Wednesday, 15 December 2010

The Dragon

Like The Crab before I approached the The Dragon with a fair dose of apprehension. I'm a complete and utter Dragon fanboy, and the Dragon by their very nature is open ground for some of the worst sins of writing and characterization.

To put it simply, I fully expected to hate this novel.

Fortunately it's not as bad as I expected.

It is full of infuriating moments, but you can actually get past them.

I would actually like to know if this was writen after Enlightened Madness or if the Tamashii debacle was something that was planned well in advance with WotC still in the loop, because the first chapter, or rather the epilogue seem a bit of a sendup to it. I think the novel predates the story by about a year, but I might be wrong.

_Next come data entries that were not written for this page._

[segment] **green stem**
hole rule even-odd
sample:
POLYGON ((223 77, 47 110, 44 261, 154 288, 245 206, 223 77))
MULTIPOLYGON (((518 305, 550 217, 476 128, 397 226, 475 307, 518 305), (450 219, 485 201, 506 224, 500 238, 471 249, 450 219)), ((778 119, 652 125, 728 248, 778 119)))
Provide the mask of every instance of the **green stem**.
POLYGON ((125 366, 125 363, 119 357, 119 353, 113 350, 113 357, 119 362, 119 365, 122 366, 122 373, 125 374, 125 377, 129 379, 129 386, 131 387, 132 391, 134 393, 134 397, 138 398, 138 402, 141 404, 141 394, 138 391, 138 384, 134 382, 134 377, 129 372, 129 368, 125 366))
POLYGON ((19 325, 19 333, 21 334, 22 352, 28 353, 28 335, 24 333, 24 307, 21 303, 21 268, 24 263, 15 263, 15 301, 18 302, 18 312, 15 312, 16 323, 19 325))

Basically the novel follows Hitomi's path during the Clan War and her quest for vengeance against Yakamo, with Daini's contact with the Naga as a sub-plot.

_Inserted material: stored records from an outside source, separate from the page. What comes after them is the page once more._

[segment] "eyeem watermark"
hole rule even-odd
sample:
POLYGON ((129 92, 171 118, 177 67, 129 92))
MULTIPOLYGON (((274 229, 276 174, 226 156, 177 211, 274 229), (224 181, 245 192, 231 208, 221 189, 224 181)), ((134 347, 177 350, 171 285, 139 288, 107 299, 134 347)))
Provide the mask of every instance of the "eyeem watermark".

Hitomi is a fairly one-dimensional character, but overall does manages to keep the reader interested in her misadventures. It is a pity though that her main foil for her is Mirumoto Yukihera, not because it's obscure CCG character (in fact he may not even be the same character), but because Ree Soesbee, unfortunately, decided to make him a complete monster designted villain. Apparently we are really supposed to be rooting for Hitomi and the kami forgive us if we think she might be monomaniacal. Kitsuki Yasu also gets a bit derailed, and Mirumoto Sukune, which has always been hinted as an interesting character, including in this novel, is left in the shadows again, when he could have probably been a more interesting sympathetic foil to Hitomi.

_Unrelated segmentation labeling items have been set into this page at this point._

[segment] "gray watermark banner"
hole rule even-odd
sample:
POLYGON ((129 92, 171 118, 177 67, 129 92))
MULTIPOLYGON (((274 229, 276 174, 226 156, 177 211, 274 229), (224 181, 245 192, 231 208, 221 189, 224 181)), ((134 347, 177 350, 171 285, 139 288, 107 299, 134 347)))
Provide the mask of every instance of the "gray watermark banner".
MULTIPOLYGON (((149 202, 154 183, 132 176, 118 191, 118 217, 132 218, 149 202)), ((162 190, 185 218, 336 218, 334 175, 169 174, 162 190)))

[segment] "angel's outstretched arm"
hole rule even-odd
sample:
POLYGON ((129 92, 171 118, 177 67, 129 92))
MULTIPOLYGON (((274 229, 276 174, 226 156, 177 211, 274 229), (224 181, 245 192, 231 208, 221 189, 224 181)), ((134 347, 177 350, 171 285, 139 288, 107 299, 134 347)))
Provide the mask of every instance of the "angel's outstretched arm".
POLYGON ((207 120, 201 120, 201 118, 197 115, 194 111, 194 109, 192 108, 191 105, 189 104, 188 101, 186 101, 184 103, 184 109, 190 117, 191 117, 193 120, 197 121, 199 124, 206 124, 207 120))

Daini is a somewhat more rounded character, but much of his development occurs off-stage and by the end of the book that is very much an informed attribute. I suspect that is Naga coming of age ritual was supposed to show us that development, but if that is the case, then in my opinion it failed, mostly because while we are told the ritual was a sucess, it reads very much like a failure. Daini did not achieve any sort of enlightenment, he just didn't fail fast enough not to be enlightened...

Then there are the little quibles, or not so little in the case of the passage of time. Apparently Ree Soesbee is a firm believer of time moving at the speed of plot. No problem with that, except when two characters need to perform different tasks, one taking a few minutes, and the other a few months. They meet just before starting those tasks, and meet again immediately after finishing those tasks...

The hyperbole I used for emphasis above is much less exagerated than what you might think if you haven't read the novel. I have to wonder if Ree Sesbee has a grasp of time at all...

Oh, and incidently, obi are not used to keep armour in place. In fact armour doesn't work that way at all...

In the end this is a fairly enjoyable novel though. It's not boring like The Unicorn, or pointless like The Phoenix. It's main problem is that it could have been so much better. It has quite a few interesting premises that are not followed through.